Título: Um PIB para comemorar e também corrigir rumos
Autor:
Fonte: Valor Econômico, 10/06/2010, Opinião, p. A14
O festejado resultado do Produto Interno Bruto (PIB) do primeiro trimestre deste ano é realmente motivo de comemoração, mas também de alerta. Os números confirmam que o Brasil deixou para trás os problemas criados pela crise internacional e já pode voltar a enfrentar suas velhas mazelas, notadamente as limitações para o crescimento sustentável, que o levam a recorrer ao velho e bastante usado freio da elevação dos juros básicos, acionado novamente ontem na reunião do Comitê de Política Monetária (Copom).
Superar as barreiras para o crescimento econômico com aumento da renda é, na verdade, um bom problema em comparação com as dificuldades que assolam boa parte do resto do mundo, ainda às voltas com graves sequelas da crise financeira internacional.

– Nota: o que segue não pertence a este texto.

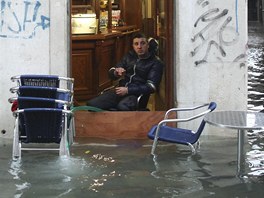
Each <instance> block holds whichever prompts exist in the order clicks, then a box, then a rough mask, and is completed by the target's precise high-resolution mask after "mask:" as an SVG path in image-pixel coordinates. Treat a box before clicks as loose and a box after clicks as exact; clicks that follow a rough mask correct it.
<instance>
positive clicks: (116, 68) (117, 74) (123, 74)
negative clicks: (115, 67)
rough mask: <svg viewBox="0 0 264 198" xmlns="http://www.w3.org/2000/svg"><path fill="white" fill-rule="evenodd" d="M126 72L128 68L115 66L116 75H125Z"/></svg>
mask: <svg viewBox="0 0 264 198" xmlns="http://www.w3.org/2000/svg"><path fill="white" fill-rule="evenodd" d="M125 73H126V70H125V69H124V68H122V67H118V68H115V75H116V76H117V77H122V76H124V75H125Z"/></svg>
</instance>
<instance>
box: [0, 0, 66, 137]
mask: <svg viewBox="0 0 264 198" xmlns="http://www.w3.org/2000/svg"><path fill="white" fill-rule="evenodd" d="M0 10H1V11H0V13H1V14H0V46H1V47H0V72H1V78H0V93H1V98H0V117H1V119H0V130H6V134H5V135H2V134H0V137H11V136H12V135H13V127H14V118H13V116H12V113H11V111H10V107H11V105H10V104H9V103H8V98H9V97H11V96H13V95H12V94H11V93H10V92H9V88H10V87H13V86H16V84H15V83H12V82H11V81H10V77H11V76H14V75H21V74H56V75H60V76H67V75H68V64H69V60H68V59H69V56H68V55H69V52H68V50H69V41H68V36H69V34H68V32H69V31H68V25H67V24H68V13H67V10H68V0H49V1H47V0H37V1H36V0H27V1H22V0H2V1H1V4H0Z"/></svg>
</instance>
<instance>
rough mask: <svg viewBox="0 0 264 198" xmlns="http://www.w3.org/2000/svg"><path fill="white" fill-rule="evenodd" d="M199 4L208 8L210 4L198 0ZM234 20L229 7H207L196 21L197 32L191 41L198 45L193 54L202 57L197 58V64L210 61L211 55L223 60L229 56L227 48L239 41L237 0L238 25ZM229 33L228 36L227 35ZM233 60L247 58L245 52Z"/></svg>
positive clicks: (211, 55)
mask: <svg viewBox="0 0 264 198" xmlns="http://www.w3.org/2000/svg"><path fill="white" fill-rule="evenodd" d="M196 3H197V5H198V6H201V7H202V8H207V7H208V6H209V4H210V1H209V0H208V1H207V0H197V2H196ZM232 20H233V18H232V16H230V14H229V10H228V9H219V8H211V9H206V11H205V12H204V13H202V14H201V15H200V16H199V17H198V18H197V19H196V21H195V23H194V28H195V32H196V33H195V34H194V35H193V37H192V38H191V41H192V42H193V43H194V44H195V45H196V46H195V47H194V49H193V50H192V51H191V56H192V57H194V58H196V57H198V54H199V56H200V57H202V58H200V59H199V58H197V59H196V60H195V62H194V63H195V66H199V65H201V64H205V63H207V62H208V58H209V57H210V56H214V57H215V58H216V59H217V60H218V61H220V62H223V61H224V59H225V58H226V57H227V48H229V47H233V46H235V44H237V43H238V41H239V32H238V23H237V0H236V19H235V20H236V23H235V24H236V25H235V26H236V27H234V26H232V25H231V21H232ZM226 35H228V36H226ZM230 56H234V57H231V58H233V62H238V61H239V60H240V59H243V58H245V54H235V53H232V55H231V54H230V55H229V58H230Z"/></svg>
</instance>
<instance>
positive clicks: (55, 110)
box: [19, 108, 63, 143]
mask: <svg viewBox="0 0 264 198" xmlns="http://www.w3.org/2000/svg"><path fill="white" fill-rule="evenodd" d="M22 115H23V118H24V124H23V125H21V126H20V127H23V128H24V131H25V134H26V137H25V139H24V141H23V142H26V143H60V140H61V133H62V127H63V126H62V125H63V110H62V109H53V108H28V109H24V110H23V111H22ZM19 116H20V115H19Z"/></svg>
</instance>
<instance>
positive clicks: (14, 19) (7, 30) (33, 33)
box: [0, 0, 50, 39]
mask: <svg viewBox="0 0 264 198" xmlns="http://www.w3.org/2000/svg"><path fill="white" fill-rule="evenodd" d="M40 10H41V3H40V1H26V0H25V1H21V3H18V2H17V1H16V2H14V1H12V0H0V38H23V39H29V38H33V37H34V36H35V35H36V31H37V30H38V29H42V30H45V29H47V28H49V27H50V18H49V17H48V16H44V15H41V14H40Z"/></svg>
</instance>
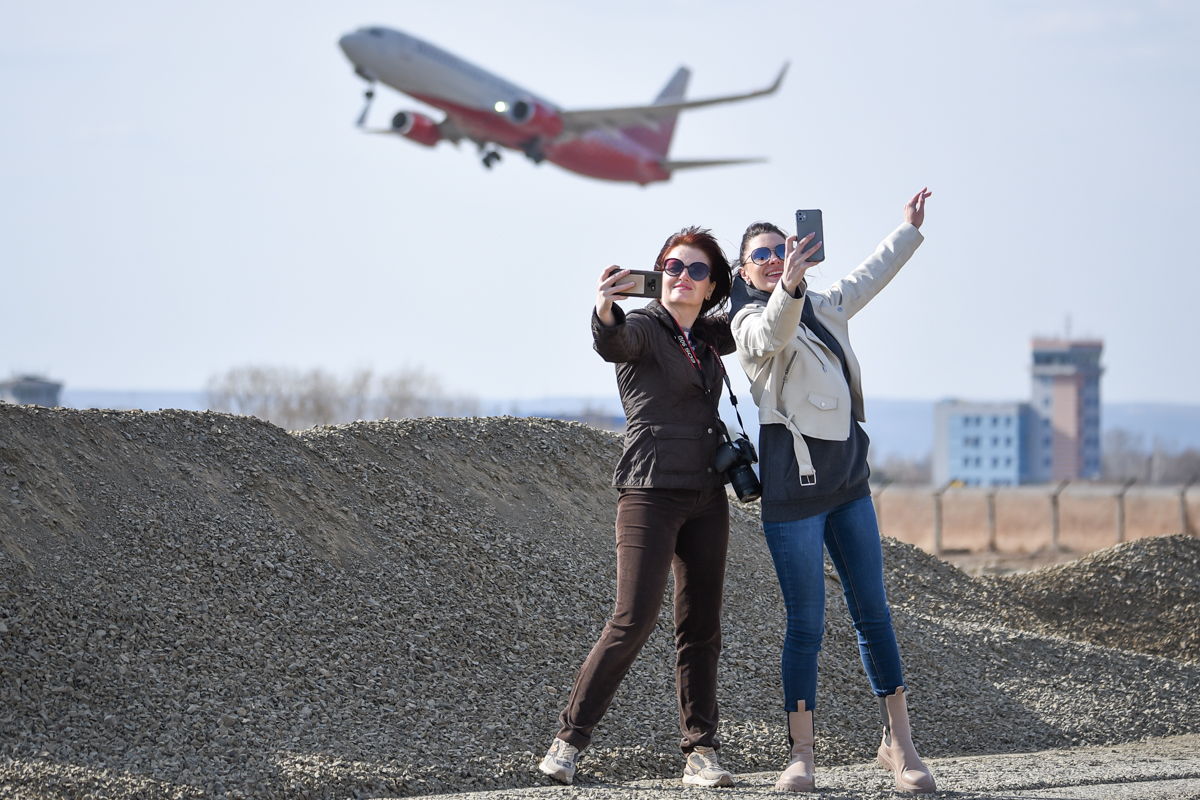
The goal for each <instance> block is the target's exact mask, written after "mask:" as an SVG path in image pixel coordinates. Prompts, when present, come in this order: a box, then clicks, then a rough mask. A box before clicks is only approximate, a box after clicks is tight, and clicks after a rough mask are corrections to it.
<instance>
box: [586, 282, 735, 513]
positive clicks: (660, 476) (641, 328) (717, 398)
mask: <svg viewBox="0 0 1200 800" xmlns="http://www.w3.org/2000/svg"><path fill="white" fill-rule="evenodd" d="M612 311H613V314H614V315H616V317H617V324H616V325H614V326H612V327H605V325H604V324H602V323H601V321H600V318H599V317H596V314H595V311H593V312H592V338H593V347H594V348H595V351H596V353H599V354H600V356H601V357H602V359H604V360H605V361H608V362H612V363H616V365H617V386H618V389H619V390H620V402H622V405H624V408H625V451H624V453H622V457H620V461H619V462H618V463H617V470H616V473H614V474H613V476H612V485H613V486H616V487H618V488H624V487H641V488H648V487H653V488H662V489H697V491H706V489H714V488H719V487H720V486H721V485H722V483H724V477H722V476H721V475H720V474H719V473H716V471H715V470H714V469H713V459H714V457H715V455H716V446H718V445H719V444H720V443H721V437H720V433H719V427H718V426H716V419H718V417H716V407H718V402H719V399H720V397H721V390H722V389H724V381H722V380H721V369H722V365H721V363H720V362H719V359H718V357H716V356H715V355H714V354H713V348H715V349H716V351H718V353H720V354H721V355H727V354H730V353H733V351H734V349H736V345H734V342H733V335H732V333H731V332H730V320H728V318H727V317H724V315H722V317H716V318H709V319H698V320H696V324H695V325H694V326H692V329H691V341H692V345H694V348H695V351H696V355H697V356H698V359H700V365H701V368H702V369H701V371H697V369H695V368H694V367H692V365H691V361H690V360H689V359H688V356H686V354H685V353H684V351H683V349H682V348H680V347H679V343H678V341H677V339H676V327H674V320H672V318H671V314H670V313H668V312H667V309H666V308H664V307H662V306H661V305H660V303H659V302H658V301H656V300H653V301H650V303H649V305H648V306H646V307H644V308H637V309H635V311H631V312H629V314H625V313H624V312H623V311H622V309H620V307H618V306H613V308H612ZM708 345H712V347H708ZM706 389H707V390H708V391H707V393H706Z"/></svg>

Afinal, o Brasil exibiu no primeiro trimestre uma das maiores taxas de crescimento econômico do mundo, ficando atrás apenas de Tailândia, Filipinas e China. O PIB brasileiro cresceu 2,7% no primeiro trimestre sobre o último trimestre de 2009 e 9% sobre igual período do ano passado. Ficaram à frente a Tailândia, com 3,8%; as Filipinas com 3%; e a China com 2,85%.
Os países situados no epicentro da turbulência financeira tiveram comportamento muito ruim no primeiro trimestre. O PIB dos Estados Unidos cresceu 0,8%; o do Reino Unido, 0,3%; na zona do euro, o crescimento de 0,2% está mais próximo de uma estagnação.
O desempenho do PIB brasileiro no primeiro trimestre sinaliza um resultado anualizado de 11,24%. Mas esse padrão chinês não deve se manter no resto do ano porque já há sinais de que o ritmo de crescimento está diminuindo, entre outros motivos por causa da elevação dos juros. Depois dos resultados do primeiro trimestre, as consultorias refizeram as contas e passaram a estimar um crescimento que ainda pode ser considerado exuberante, qualquer que seja o ângulo examinado. As previsões, que estavam na casa dos 6%, subiram para além de 7% e chegaram até 7,8%.
Com números desse calibre, tornou-se inevitável a renovada preocupação com o aumento da inflação, que pode extrapolar o centro da meta fixada pelo Conselho Monetário Nacional (CMN) em 4,5%, dadas as limitações visualizadas nos números do PIB.
Estimulada pelos incentivos monetários e fiscais criados pelo governo durante a crise, a demanda doméstica, que compreende o consumo das famílias, gastos do governo e investimento, puxou a expansão da atividade econômica no primeiro trimestre e praticamente acabou com a capacidade ociosa da economia neste início de ano. Daí a preocupação de que mais crescimento causará pressão inflacionária.
Alguns estímulos já foram parcialmente retirados e outros ainda estão em processo de retorno à normalidade. Por isso, já há sinais de desaceleração do crescimento no segundo trimestre, como a redução do licenciamento de veículos e da fabricação de papelão.
Mas a incógnita é o segundo semestre, normalmente mais aquecido por motivos sazonais como pagamento do 13º salário e as festas de fim de ano. Além disso, o mercado de trabalho continua forte e a confiança dos empresários e dos consumidores mantém-se em patamar elevado. Contrabalança esse sentimento a deterioração nas economias da região do euro que pode inibir o crescimento da economia mundial.
Um destaque dos números do primeiro trimestre, que alimenta a esperança de que a defasagem entre demanda e oferta pode diminuir, foi o aumento do investimento, que atingiu 18% do PIB. A taxa de investimento, que representa a relação entre a formação bruta do capital fixo (FBCF) e o PIB, apresentou um número bastante superior aos 17,1% do trimestre anterior e aos 16,1% do fundo do poço do primeiro trimestre de 2009. Mas ainda está abaixo do "pico" de 19,2% atingido no terceiro trimestre de 2008 e distante dos mais de 21% considerados necessários para que o Brasil sustente um crescimento superior a 5%.
A FBCF - que compreende o investimento em máquinas, equipamentos e bens imóveis - registrou uma expansão de 7,4% sobre o quarto trimestre, feito o ajuste sazonal, e de 26% sobre igual período de 2009. Foi o terceiro trimestre consecutivo em que o investimento cresceu bastante acima do PIB.
O aumento dos investimentos não foi suficiente para quebrar a limitação da capacidade instalada da indústria brasileira, que é uma das restrições para se crescer com a inflação sob controle.